I leaned back in my chair, my anger bubbling just under my skin, yet surprisingly restrained. “Go on,” I whispered, taking a sip of my coffee.  It tasted better from her lips.

“I was better known for my brains, freaky bookish ways or just being the nerd sitting quietly in the corner.  I was obsessed with taking things apart and putting them back together.  Breaking and fixing.  I was different, so different from everyone else that surrounded me, and I knew it too, deep inside that, I wasn’t like everybody else.  Instead of playing with dolls, I read my father’s medical books and my brother and I snuck peeks at the cadavers. It’s crazy to say really.  And being that my father wanted my brother and me to follow in his footsteps, he let us view surgeries standing alongside the med students.  Everything was always hidden from my mother though.  My mother,” she chuckled, darkly.  “My mother and I didn’t get along.”

“Why not?” I asked, intrigued that someone couldn’t get along with her.

“I was a reminder to my mother of her regrets and the heavy amount of wrinkles that her life delivered to her so unexpectedly.  I was never going to be the gorgeous New York City socialite she always strived for me to be.  There was not one ounce of sex-tape-diva in me at all.  She tried to raise me to be a prim and proper wannabe-heiress.  Frilly skirts, patent leather shoes, nails perfectly manicured and skinned tanned to a bronze.  But my father raised me to use my brain.  I was so against everything my mother wanted me to do, because it wasn’t me.  I was the Goth girl in the corner, listening to heavy metal music, smoking cigarettes and cutting class to read in the hospital’s student library.  I didn’t want to be anything but a doctor. I wanted to be in the middle of it all.”  She sipped again at her coffee, placed the mug down, and absently stroked the rim.
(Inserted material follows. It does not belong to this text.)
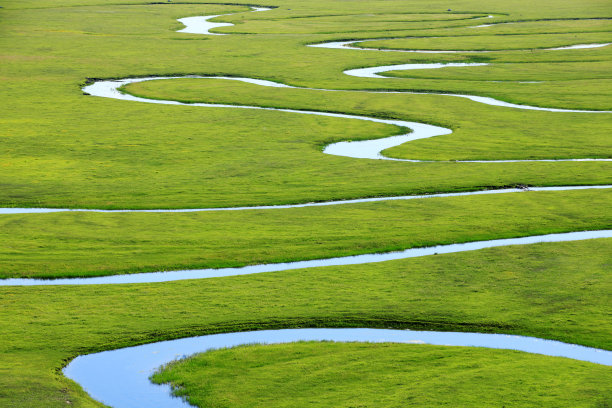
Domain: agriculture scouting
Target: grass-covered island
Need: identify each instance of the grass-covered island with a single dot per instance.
(538, 117)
“Sneaking into the morgue, or watching the doctors and nurses care for patients was thrilling to me, powerful. It became my obsession, and best of all, completely forbidden by my mother. Later, I would understand her reasoning for wanting me to abstain from the clinical detachment of medicine, but by then, it was too late to learn more from her, since injecting herself with the world’s largest dose of morphine was of more importance to her. When my mother died, I was a girl interrupted.  I no longer had to hide my addiction to saving people; I no longer had to hide my mother-disapproved freak-side bookish ways.  I dove into my freakish nature, along with my brother and father to bury the truth about my life-taking, family stealing, morally corrupt, vain mother, and for the first time in my life, I got to be me.”

“Wait, whoa.  Your mother’s deceased?” I asked.
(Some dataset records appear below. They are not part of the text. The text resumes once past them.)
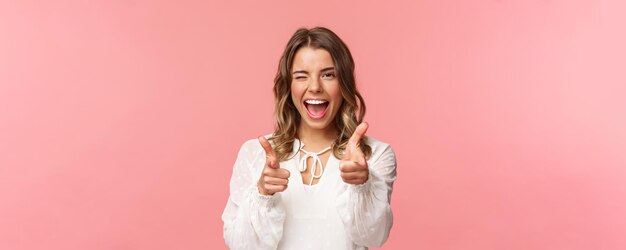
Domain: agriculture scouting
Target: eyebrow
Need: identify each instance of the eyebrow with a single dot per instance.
(306, 72)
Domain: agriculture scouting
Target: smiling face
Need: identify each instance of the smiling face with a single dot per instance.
(315, 88)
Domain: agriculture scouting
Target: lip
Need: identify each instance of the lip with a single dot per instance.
(312, 116)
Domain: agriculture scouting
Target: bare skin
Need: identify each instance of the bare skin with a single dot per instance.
(314, 77)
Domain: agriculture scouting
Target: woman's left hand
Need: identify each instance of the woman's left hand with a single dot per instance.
(353, 166)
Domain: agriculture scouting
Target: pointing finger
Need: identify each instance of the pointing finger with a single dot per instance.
(359, 132)
(269, 151)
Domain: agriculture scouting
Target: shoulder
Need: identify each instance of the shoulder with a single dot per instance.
(380, 150)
“Yep.  Her suicide letter was written on a neon pink post-it note…she blamed her death on my father’s lack of attention, and the hate she had for her life as a mother and wife, and nothing more.”

Silence overtook the room as she quietly stared into her coffee. Her brows pulled elegantly together and she leaned back and sighed heavily, “Anyway, I realized I had something special to give to the world and I fucking did it. I took pre-med college classes when I was still in high school.  They put me in the accelerated program in a medical charter school and I started medical school when I was just nineteen.  After med-school, I ah…I wanted to start helping people…I was exceptional at what I did; it was all I knew.  So I did my doctoral program and my residency where I thought I’d see the most trauma, where I was needed the most, you know.”